Best reranker model / MTEB reranking leaderboard SOTA
The best reranker is the one that wins your second-stage retrieval test.
Use the live MTEB reranking leaderboard to find current SOTA candidates, then test them on your own corpus. Public MTEB reranking is useful for shortlisting, but it should not be treated as a guarantee that one model is the best reranker for every RAG, search, or question-answering system.
Reranking vs embeddings
They solve adjacent parts of the retrieval stack. Confusing them leads to slow systems or weak relevance.
| Axis | Embeddings | Reranking |
|---|---|---|
| Primary job | Create vectors for broad candidate retrieval. | Re-score a small candidate set for final ordering. |
| Input shape | Usually one text at a time: query or document. | Query-document pairs, often scored one pair at a time or in batches. |
| Where it fits | Stage 1 retrieval, clustering, deduplication, semantic search. | Stage 2 ranking for RAG, search, QA, and recommendation candidates. |
| Main tradeoff | Fast and scalable, but may miss subtle relevance ordering. | More precise ordering, but higher latency and compute per candidate. |
Decision guide
Use this before asking which model is SOTA. The right reranker depends on the retrieval architecture.

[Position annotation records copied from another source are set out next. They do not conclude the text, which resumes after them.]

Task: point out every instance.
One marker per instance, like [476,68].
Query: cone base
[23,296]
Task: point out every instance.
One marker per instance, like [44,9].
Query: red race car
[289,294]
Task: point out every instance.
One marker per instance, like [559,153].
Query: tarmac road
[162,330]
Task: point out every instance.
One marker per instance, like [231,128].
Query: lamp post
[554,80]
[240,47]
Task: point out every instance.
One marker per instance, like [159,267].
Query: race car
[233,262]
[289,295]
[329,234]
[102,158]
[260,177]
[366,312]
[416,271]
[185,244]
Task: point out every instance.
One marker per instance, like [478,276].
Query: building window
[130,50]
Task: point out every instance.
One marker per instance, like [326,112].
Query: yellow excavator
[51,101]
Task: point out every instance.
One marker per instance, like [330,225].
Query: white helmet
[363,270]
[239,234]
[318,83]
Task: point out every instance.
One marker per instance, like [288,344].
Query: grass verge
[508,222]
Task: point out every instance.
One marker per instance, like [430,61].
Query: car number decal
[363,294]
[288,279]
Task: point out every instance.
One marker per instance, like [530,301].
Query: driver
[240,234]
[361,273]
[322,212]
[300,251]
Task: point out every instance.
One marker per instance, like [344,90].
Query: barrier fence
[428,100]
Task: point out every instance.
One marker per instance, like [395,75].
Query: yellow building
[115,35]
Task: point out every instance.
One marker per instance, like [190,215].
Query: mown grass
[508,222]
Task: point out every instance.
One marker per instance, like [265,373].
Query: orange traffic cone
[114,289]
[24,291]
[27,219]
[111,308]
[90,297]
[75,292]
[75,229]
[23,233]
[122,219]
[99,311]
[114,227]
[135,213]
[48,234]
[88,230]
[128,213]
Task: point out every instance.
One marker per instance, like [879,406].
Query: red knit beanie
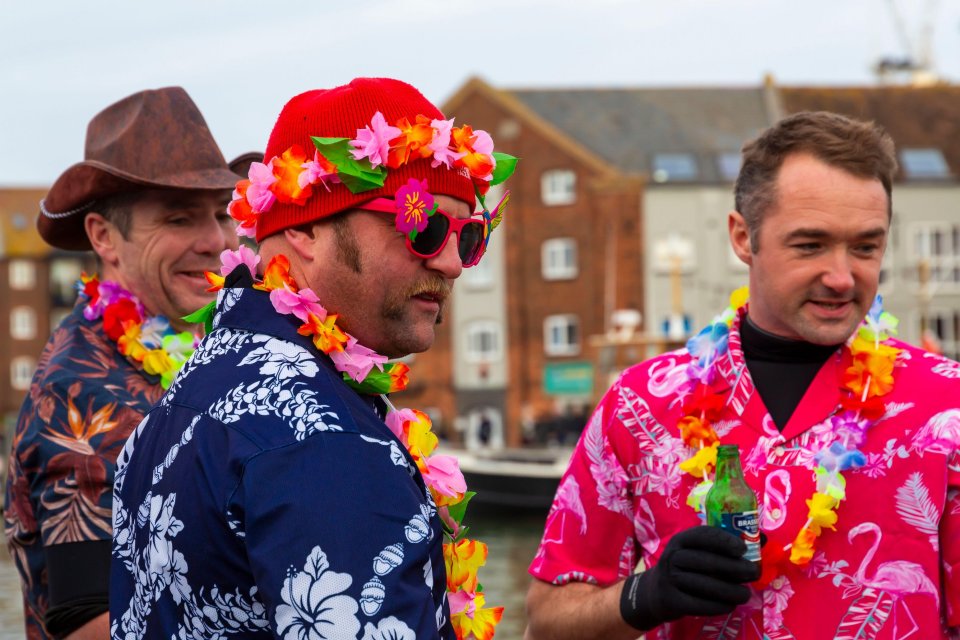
[339,113]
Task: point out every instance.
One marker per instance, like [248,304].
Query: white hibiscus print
[388,629]
[283,360]
[316,608]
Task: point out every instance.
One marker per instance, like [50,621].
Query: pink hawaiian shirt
[889,570]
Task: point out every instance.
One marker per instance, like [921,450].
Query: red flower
[117,315]
[287,168]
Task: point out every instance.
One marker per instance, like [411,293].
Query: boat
[514,478]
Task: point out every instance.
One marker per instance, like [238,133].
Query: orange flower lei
[869,376]
[145,340]
[368,372]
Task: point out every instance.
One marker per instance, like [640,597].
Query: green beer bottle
[731,504]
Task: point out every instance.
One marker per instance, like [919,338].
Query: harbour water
[512,538]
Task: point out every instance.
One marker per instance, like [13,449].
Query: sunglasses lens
[429,240]
[470,243]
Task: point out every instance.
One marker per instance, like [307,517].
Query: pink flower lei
[868,377]
[360,164]
[368,372]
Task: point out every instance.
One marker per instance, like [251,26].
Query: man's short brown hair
[860,148]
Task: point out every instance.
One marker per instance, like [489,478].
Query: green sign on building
[568,379]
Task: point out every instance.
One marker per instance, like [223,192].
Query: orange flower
[476,160]
[240,209]
[871,365]
[277,275]
[421,441]
[327,336]
[702,461]
[802,550]
[216,281]
[463,560]
[413,140]
[695,433]
[287,169]
[398,377]
[129,343]
[476,621]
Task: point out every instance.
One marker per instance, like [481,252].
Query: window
[558,187]
[64,274]
[728,164]
[924,164]
[483,341]
[946,327]
[21,371]
[23,323]
[936,249]
[480,275]
[561,335]
[559,259]
[671,167]
[23,275]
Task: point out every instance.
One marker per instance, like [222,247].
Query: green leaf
[457,511]
[356,175]
[506,164]
[204,314]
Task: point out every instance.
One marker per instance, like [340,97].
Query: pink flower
[461,601]
[258,193]
[318,170]
[230,260]
[440,145]
[374,143]
[356,360]
[444,476]
[301,304]
[414,203]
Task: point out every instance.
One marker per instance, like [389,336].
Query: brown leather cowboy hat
[241,164]
[153,139]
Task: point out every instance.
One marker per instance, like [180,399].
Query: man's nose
[447,262]
[838,274]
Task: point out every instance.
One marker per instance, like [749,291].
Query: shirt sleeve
[78,443]
[950,543]
[340,536]
[589,533]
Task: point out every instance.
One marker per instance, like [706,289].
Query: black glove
[701,573]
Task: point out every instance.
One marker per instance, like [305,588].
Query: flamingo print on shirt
[892,580]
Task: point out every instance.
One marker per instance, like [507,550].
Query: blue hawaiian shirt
[265,498]
[85,399]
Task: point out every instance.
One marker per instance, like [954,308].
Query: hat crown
[153,135]
[339,113]
[154,139]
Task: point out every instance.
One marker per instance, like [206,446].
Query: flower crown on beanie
[409,161]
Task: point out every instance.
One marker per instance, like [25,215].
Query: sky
[62,62]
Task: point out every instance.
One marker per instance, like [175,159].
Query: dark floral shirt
[84,400]
[264,498]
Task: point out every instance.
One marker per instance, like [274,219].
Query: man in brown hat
[150,199]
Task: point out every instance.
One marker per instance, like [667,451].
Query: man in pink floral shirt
[848,437]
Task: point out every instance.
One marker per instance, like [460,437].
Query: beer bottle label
[746,526]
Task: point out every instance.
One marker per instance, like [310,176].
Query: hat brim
[76,191]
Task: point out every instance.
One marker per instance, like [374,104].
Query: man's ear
[303,241]
[740,237]
[103,237]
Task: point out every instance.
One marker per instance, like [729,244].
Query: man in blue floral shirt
[275,491]
[150,199]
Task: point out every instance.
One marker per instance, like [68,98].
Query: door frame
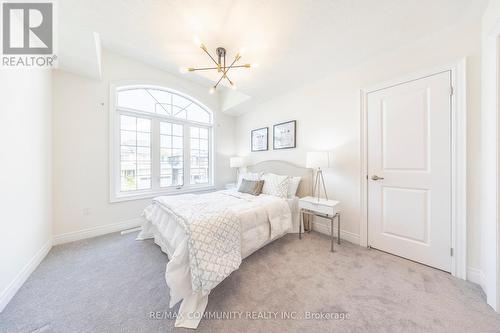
[458,159]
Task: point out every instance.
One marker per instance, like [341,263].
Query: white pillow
[249,176]
[276,185]
[293,186]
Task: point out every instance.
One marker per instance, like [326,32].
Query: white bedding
[256,231]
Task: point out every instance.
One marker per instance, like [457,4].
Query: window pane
[204,133]
[166,141]
[171,155]
[177,129]
[128,123]
[128,138]
[164,101]
[176,142]
[166,128]
[135,153]
[195,132]
[143,139]
[143,125]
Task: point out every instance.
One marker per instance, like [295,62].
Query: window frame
[115,111]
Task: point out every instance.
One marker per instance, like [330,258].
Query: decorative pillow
[253,187]
[249,176]
[275,185]
[293,186]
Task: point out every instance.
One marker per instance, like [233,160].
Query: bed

| Situation | Choose | Why |
|---|---|---|
| You need the best possible answer order | Use a strong reranker after first-stage embedding retrieval. | Rerankers compare the query with each candidate passage directly, so they usually improve final ordering when the candidate set is already relevant. |
| You need low-latency search over millions of documents | Use embeddings first, then rerank only the top 20-200 candidates. | Embedding search is built for fast approximate nearest-neighbor lookup; reranking every document is normally too expensive. |
| You serve regulated or private workloads | Prefer an auditable open-weight reranker or a private deployment path. | MTEB does not answer data-governance, retention, logging, or deployment-control questions. |
| You handle long technical documents | Check context length, chunking behavior, and domain evaluation before trusting a rank. | A high reranking score can hide practical limits around long passages, tables, citations, or code-heavy text. |
The MTEB reranking caveat
MTEB reranking scores are benchmark evidence, not production truth. They compress many datasets into public comparisons, but they cannot know your corpus, your query distribution, your chunking, your languages, or your latency ceiling.
Because public leaderboards change, this page avoids precise current scores. For exact ranks, use the live MTEB leaderboard and the broader CodeSOTA MTEB overview.
Practical shortlist rules
- Treat the MTEB reranking leaderboard as a shortlist generator, not a final procurement answer.
- Validate on your own query logs, negative examples, document lengths, languages, and latency budget.
- Compare a pure embedding baseline against embedding plus reranking; the lift matters more than the absolute public rank.
- Prefer qualitative robustness over tiny leaderboard gaps when scores are close or when exact current numbers are not verified.